Date Joined Mar 2004
Total Posts : 97
   Posted 12/27/2007 12:15 AM (GMT -6)   
Hi everyone! I am in need of your support once again. I'm sorry I disappeared for so long. I get sick of computers quickly, so I tend to not "surf" or "blog" like but I'm going to start just with this blog. It's been helpful to me before, and I know it will be again.

The control panel is not successfully updating my profile, so I'm going to tell you my whole story here:
I was in hospital for 9 days in September, my organs just all went haywire. I really thought I was dying a few times there. The main culprit was determined to be the kidney. So now I have Lupus Nephritis. They want to biopsy, but until just last week, whenever they did a bleeding test, I didn't stop bleeding.

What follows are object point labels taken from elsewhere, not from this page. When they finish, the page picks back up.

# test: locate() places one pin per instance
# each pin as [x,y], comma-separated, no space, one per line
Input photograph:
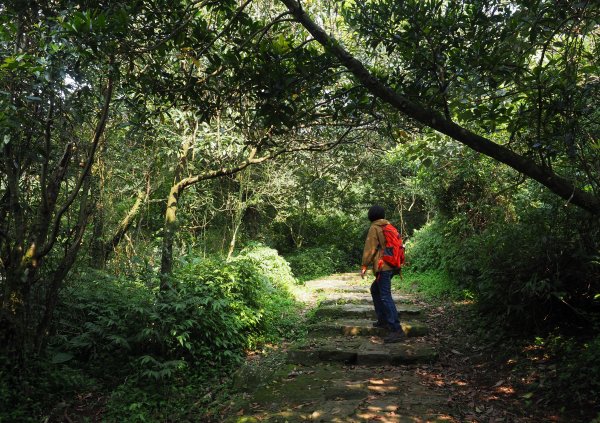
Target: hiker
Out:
[381,288]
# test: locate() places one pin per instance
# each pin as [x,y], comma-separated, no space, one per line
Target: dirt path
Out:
[342,371]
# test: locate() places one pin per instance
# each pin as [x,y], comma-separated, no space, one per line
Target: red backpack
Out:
[393,252]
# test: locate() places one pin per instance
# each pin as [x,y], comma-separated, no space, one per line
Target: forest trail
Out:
[342,371]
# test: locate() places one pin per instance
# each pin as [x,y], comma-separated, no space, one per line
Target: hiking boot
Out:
[393,337]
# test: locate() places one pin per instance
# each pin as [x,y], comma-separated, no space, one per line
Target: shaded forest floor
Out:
[477,377]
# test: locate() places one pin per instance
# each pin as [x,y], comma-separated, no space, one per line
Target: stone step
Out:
[360,311]
[364,327]
[359,351]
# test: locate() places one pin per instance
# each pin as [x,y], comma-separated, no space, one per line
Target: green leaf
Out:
[61,357]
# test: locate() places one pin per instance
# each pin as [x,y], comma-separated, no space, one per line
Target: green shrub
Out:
[123,335]
[434,284]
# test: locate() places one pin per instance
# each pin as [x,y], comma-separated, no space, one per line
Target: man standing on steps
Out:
[381,288]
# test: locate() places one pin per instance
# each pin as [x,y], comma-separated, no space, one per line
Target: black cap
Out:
[376,212]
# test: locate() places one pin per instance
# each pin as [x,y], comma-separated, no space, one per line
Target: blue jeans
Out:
[381,291]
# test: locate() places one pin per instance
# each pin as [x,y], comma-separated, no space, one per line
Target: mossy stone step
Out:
[358,298]
[360,311]
[362,327]
[359,351]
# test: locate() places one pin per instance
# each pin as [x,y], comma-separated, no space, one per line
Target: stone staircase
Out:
[343,372]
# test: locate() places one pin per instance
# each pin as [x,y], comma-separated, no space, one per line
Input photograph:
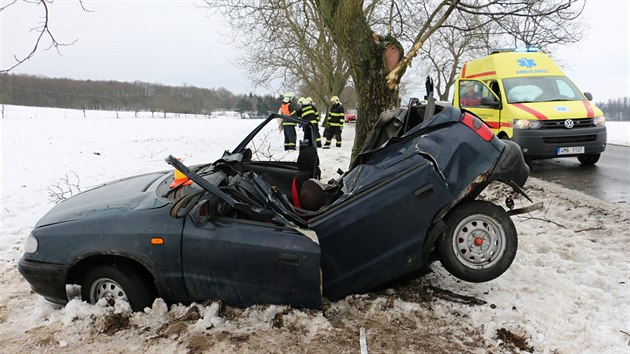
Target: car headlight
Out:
[527,124]
[31,244]
[599,121]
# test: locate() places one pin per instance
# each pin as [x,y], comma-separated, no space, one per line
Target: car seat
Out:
[308,167]
[312,195]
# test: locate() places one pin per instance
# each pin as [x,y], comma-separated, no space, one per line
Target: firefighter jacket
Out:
[336,116]
[309,112]
[288,109]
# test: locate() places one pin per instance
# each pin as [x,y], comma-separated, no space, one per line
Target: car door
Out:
[246,262]
[377,235]
[471,93]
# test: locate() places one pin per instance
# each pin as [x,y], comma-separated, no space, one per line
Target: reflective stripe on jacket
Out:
[336,115]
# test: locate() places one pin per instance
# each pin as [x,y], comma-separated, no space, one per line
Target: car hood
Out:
[121,196]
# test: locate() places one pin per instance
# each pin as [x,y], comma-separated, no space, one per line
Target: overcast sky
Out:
[179,42]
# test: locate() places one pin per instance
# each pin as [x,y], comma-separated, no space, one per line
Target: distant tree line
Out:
[616,108]
[29,90]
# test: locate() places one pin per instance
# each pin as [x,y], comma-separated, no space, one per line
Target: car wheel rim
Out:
[105,288]
[479,241]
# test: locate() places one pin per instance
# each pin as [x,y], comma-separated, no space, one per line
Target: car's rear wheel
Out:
[116,284]
[588,159]
[479,243]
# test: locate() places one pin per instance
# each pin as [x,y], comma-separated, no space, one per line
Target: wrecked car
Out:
[232,229]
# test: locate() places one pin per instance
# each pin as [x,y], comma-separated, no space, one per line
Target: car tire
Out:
[589,159]
[117,283]
[479,242]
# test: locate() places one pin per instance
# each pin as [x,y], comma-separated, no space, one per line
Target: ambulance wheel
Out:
[479,243]
[588,159]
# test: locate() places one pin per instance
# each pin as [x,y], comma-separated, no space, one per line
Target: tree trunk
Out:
[363,51]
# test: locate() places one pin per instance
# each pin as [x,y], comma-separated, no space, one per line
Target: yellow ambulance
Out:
[523,95]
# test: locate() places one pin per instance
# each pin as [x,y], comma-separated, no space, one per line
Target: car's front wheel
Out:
[588,159]
[117,284]
[479,243]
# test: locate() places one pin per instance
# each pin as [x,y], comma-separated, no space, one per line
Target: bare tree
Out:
[42,29]
[285,40]
[368,48]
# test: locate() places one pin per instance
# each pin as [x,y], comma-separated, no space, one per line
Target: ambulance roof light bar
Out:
[518,50]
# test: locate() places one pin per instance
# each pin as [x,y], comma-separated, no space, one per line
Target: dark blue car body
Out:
[236,235]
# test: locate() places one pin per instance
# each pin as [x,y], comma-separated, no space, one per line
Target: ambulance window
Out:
[566,90]
[470,93]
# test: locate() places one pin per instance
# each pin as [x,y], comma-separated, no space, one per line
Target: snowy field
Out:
[568,290]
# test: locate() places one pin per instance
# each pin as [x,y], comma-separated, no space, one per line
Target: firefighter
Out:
[288,109]
[334,122]
[309,112]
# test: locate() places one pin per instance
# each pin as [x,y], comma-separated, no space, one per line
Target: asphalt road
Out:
[607,180]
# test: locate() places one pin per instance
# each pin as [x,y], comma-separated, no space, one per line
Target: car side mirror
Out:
[588,96]
[490,102]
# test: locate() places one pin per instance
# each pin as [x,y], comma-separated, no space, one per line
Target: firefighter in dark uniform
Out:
[334,122]
[309,112]
[288,109]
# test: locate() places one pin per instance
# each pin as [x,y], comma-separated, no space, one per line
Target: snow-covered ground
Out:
[568,290]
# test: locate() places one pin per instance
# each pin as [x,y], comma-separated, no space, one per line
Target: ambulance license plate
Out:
[570,150]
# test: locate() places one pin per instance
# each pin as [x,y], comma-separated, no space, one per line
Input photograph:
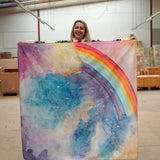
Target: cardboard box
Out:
[148,81]
[156,51]
[153,70]
[9,82]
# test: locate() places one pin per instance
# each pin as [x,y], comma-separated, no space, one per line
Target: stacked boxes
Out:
[156,55]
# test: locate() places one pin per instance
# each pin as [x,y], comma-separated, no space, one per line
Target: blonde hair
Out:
[86,35]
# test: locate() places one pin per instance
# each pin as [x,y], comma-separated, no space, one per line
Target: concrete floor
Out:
[148,126]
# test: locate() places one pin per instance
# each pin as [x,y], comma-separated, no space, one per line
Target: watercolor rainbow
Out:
[111,77]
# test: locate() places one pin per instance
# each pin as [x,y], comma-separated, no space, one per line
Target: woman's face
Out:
[79,31]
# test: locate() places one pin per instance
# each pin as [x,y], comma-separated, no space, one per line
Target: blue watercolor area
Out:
[81,140]
[52,97]
[117,137]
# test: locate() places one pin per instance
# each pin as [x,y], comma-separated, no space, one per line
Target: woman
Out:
[80,32]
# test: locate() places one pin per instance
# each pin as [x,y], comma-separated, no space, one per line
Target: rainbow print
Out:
[78,100]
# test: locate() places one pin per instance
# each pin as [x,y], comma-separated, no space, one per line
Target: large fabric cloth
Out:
[78,100]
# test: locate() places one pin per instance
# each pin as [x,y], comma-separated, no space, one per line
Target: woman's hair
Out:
[86,35]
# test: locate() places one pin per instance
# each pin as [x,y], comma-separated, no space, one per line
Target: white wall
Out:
[108,20]
[156,20]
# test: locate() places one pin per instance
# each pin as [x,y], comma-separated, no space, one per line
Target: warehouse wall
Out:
[106,21]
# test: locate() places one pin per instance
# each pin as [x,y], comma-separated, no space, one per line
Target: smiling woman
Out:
[80,32]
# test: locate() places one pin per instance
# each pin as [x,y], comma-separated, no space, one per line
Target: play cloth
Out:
[78,100]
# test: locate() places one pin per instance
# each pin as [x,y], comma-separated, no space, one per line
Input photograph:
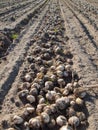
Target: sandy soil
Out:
[47,24]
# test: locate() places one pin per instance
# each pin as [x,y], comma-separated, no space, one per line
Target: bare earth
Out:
[76,20]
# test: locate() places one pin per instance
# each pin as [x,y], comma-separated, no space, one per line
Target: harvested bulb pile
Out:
[50,91]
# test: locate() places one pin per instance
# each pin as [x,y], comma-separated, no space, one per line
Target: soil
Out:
[72,24]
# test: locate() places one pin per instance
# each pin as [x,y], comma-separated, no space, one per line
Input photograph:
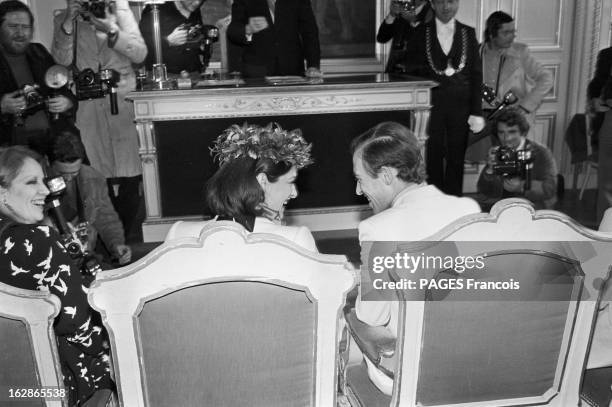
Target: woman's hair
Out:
[11,161]
[494,23]
[233,192]
[391,144]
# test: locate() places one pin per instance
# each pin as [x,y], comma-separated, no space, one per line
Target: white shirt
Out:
[446,32]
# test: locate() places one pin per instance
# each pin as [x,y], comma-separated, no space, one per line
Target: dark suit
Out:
[281,48]
[39,61]
[601,85]
[183,57]
[453,101]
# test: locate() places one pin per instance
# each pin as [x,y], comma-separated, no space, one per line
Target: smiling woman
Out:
[33,258]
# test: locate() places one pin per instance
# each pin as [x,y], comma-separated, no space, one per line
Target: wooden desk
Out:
[175,129]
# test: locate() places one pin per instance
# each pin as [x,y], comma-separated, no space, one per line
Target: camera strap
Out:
[75,33]
[502,60]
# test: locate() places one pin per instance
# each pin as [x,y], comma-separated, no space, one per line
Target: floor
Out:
[346,242]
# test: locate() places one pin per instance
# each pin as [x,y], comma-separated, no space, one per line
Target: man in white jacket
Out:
[389,170]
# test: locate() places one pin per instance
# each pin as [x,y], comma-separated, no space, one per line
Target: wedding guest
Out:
[34,258]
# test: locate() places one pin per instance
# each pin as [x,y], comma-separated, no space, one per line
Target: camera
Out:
[34,102]
[198,33]
[511,163]
[406,5]
[92,85]
[74,240]
[97,8]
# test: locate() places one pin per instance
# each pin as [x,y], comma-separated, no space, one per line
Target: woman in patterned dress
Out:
[32,257]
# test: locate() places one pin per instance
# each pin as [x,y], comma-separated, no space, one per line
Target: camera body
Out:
[406,5]
[34,100]
[510,163]
[88,85]
[97,8]
[198,33]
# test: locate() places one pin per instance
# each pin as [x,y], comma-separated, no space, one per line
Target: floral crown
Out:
[258,142]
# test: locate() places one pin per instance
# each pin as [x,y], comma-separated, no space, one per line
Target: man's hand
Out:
[12,103]
[177,37]
[476,123]
[123,253]
[409,16]
[313,72]
[514,184]
[255,25]
[59,104]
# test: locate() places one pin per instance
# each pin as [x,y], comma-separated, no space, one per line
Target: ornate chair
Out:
[460,348]
[228,319]
[28,351]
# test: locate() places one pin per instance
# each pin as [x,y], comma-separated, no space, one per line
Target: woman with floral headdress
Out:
[255,180]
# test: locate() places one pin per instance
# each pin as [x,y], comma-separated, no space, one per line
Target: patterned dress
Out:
[31,257]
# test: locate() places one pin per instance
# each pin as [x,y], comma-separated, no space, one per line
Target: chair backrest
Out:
[228,319]
[28,350]
[493,349]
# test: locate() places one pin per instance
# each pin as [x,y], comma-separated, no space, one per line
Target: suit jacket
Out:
[39,60]
[543,192]
[524,76]
[184,57]
[415,214]
[281,48]
[297,234]
[464,86]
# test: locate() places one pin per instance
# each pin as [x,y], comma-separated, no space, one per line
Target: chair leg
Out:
[585,182]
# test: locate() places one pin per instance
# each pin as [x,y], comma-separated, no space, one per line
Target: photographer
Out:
[86,197]
[25,63]
[512,128]
[109,40]
[278,36]
[34,258]
[508,66]
[400,25]
[175,18]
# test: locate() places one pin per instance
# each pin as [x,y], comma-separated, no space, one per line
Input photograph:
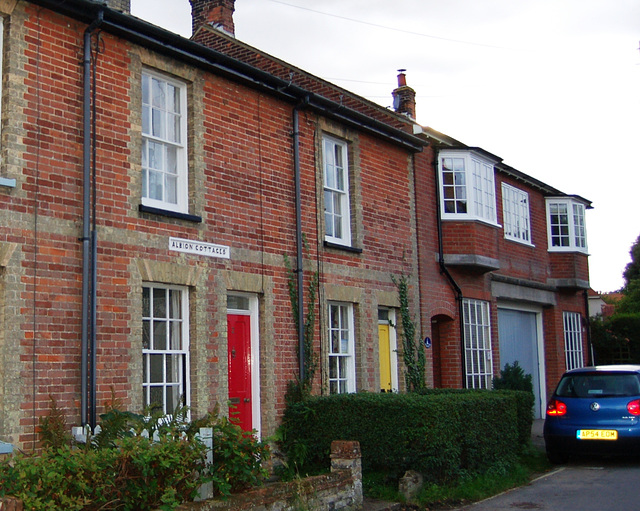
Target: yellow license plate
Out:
[597,434]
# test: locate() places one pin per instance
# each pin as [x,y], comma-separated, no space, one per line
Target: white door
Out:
[519,341]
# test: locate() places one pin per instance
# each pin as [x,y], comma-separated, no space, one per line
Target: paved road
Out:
[584,485]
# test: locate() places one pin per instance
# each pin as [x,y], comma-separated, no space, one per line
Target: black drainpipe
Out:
[298,271]
[88,301]
[587,322]
[445,270]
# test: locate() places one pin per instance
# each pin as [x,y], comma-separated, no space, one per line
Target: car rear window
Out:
[599,385]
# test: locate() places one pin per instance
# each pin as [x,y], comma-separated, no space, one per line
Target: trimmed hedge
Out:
[443,434]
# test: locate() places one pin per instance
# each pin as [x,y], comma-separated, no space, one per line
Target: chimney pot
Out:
[404,97]
[214,13]
[402,78]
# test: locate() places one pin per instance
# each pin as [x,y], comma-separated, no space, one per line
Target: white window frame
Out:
[516,218]
[172,188]
[341,352]
[174,327]
[467,186]
[566,234]
[573,346]
[337,203]
[478,356]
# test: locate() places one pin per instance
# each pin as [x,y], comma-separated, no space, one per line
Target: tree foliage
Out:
[632,270]
[616,339]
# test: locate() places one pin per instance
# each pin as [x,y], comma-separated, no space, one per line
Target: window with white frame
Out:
[164,142]
[566,225]
[341,349]
[573,351]
[165,347]
[467,186]
[477,344]
[337,215]
[515,213]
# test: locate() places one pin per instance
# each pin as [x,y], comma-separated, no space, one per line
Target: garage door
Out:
[518,335]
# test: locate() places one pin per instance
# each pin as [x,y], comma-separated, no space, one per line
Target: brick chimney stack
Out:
[404,97]
[214,13]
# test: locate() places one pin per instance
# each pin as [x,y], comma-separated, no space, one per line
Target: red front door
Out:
[239,356]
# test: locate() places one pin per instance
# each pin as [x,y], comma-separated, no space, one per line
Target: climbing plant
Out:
[301,388]
[412,350]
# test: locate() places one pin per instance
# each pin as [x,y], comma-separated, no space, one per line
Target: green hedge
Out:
[442,434]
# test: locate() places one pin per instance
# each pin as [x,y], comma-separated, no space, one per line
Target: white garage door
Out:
[518,333]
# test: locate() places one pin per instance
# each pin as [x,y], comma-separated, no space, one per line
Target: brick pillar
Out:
[345,455]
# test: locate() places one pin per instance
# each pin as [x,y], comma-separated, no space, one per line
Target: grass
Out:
[531,463]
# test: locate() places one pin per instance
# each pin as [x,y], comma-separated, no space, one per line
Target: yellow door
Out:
[385,358]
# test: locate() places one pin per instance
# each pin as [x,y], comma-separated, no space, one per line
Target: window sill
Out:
[466,218]
[520,242]
[170,214]
[346,248]
[568,250]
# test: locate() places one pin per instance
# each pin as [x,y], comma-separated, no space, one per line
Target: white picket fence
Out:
[205,435]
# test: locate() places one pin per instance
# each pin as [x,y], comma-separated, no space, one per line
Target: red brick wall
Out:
[241,154]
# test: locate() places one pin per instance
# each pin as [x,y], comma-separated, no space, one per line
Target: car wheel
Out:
[557,457]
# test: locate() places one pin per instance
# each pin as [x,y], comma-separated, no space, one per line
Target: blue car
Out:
[594,410]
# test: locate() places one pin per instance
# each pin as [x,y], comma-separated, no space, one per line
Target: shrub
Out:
[119,468]
[443,436]
[513,377]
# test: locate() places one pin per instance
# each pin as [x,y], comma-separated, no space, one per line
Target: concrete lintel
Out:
[569,283]
[522,293]
[477,262]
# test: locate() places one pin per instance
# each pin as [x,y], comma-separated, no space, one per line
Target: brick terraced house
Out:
[159,197]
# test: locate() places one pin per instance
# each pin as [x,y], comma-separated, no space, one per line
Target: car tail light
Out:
[557,408]
[634,407]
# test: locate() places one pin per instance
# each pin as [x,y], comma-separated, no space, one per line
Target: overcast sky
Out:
[550,86]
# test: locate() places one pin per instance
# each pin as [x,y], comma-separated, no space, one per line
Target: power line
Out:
[420,34]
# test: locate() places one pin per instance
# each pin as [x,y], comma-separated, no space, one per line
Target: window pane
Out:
[159,335]
[159,303]
[175,341]
[146,334]
[146,120]
[156,398]
[158,92]
[238,302]
[156,363]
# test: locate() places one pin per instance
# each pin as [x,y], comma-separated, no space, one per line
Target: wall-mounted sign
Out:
[199,248]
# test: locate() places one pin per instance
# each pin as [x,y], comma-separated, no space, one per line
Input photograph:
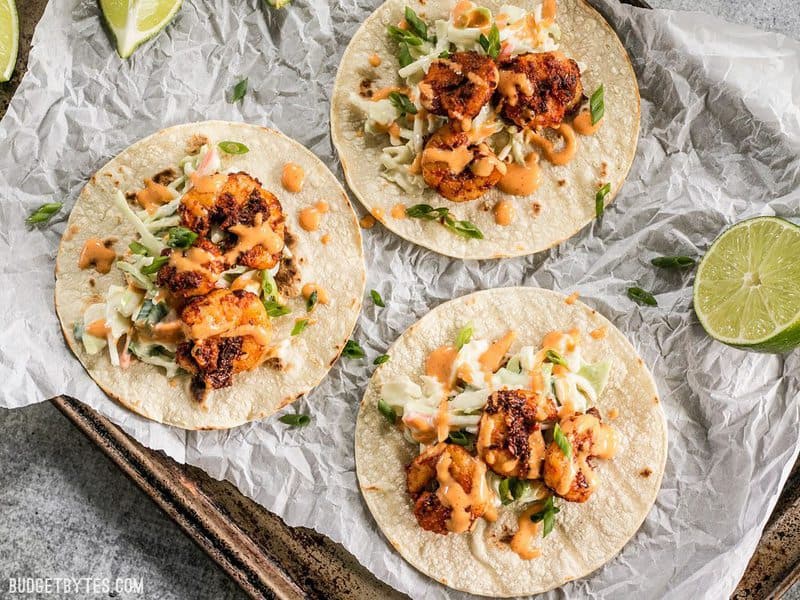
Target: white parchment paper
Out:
[720,142]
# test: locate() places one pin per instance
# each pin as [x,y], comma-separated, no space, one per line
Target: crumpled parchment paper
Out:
[720,139]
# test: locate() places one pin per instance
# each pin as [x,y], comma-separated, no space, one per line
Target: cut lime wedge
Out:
[133,22]
[9,38]
[747,289]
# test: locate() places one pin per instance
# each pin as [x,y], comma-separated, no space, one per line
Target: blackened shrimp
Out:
[459,86]
[572,475]
[538,89]
[458,168]
[510,439]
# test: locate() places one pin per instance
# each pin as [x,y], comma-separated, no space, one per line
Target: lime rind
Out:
[9,38]
[747,288]
[132,22]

I took a month off work (full time teaching) but am now returned to work part-time. Thankfully, I am tenured, and protected by the union, and my bosses are all supportive of me. They didn't know that I had Lupus until I called them from the hospital. I had never taken one sick day in the two full years I'd been there before this (this is my 3rd year in the school). I know I'm doing a good job at work, though I always think I should put more into it. (But that's teaching for you. I pray for the ability to focus better, and use my time more efficiently, so I can rest more and plan less on my days off)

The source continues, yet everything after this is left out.